While this my blog hardly reaches the exalted stature of President Theodore Roosevelt’s “bully pulpit,” it does provide a dandy soapbox, even now when soapboxes have been superseded by electrons. So Alex Golubitsky, Docket No. 11989-22, filed 12/3/25, and his trusty attorney, whom I’ll call Third, give me an opportunity for a modest yelp.
IRS claimed nonfiling and nonpayment add-ons on top of a $16K deficiency. Alex riposted that he had filed and paid VIBIR. Maybe this was a “cover over” that never broke cover. See my blogpost “Another Non-Virgin,” 1/30/18, for how VIBIR interfaces with IRS.
Alex made a Section 7430(g) qualified offer of $6782 plus interes;, IRS ultimately settled for $2151 (interest not stated, but not waived).
Third sought legals and admins. IRS agreed fees were reasonable, Alex didn’t stall, he did exhaust administrative remedies, and met net worth cutoff.
Except.
IRS settled.
STJ Jennifer E. (“Publius”) Siegel: “Petitioner provides no argument about prevailing with respect to the amount in controversy or with respect to the most significant issue or set of issues presented. § 7430(c)(4)(A)(i). Instead, he argues only that he is entitled to recover costs under the second option, the ‘qualified offer rule.’ See § 7430(c)(4)(E) and (g). Specifically, petitioner writes that the Government did not accept [Alex’s] offer, which results in Petitioner being the ‘prevailing party’ within the meaning of Section 7430(c)(4)(A)(i).” Order, at p. 2.
Except.
IRS settled (in case anybody missed it the first time).

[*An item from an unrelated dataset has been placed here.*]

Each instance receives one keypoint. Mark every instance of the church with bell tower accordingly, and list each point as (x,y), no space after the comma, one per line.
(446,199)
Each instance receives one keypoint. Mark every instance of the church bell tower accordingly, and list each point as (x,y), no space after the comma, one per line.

“But even where the taxpayer makes a qualified offer under section 7430(g), the qualified offer rule does not apply to “any judgment issued pursuant to a settlement.” 7430(c)(4)(E)(ii)(I).” Order, at p. 3. (Citation omitted). Alex and Third lose.
Taishoff says once again, we get a statute that aims squarely at reducing unnecessary, vexatious, and burdensome litigation, which causes the exactly opposite result.
If Alex and Third could not get legal and admins by making a qualified offer and then settling the case, but could get legals and admins by insisting upon an unnecessary, vexatious, and burdensome trial and settling on the courthouse steps, there is a positive incentive for insisting on trial. And to IRS’ objection that petitioner thereby unreasonably protracts proceedings, the answer is that the statute itself makes qualified offer settlements uneconomic. This explicit Congressional enactment requires threatened, or actual, litigation to make an injured party whole.
Congress can correct this ridiculous situation. Yeah, right.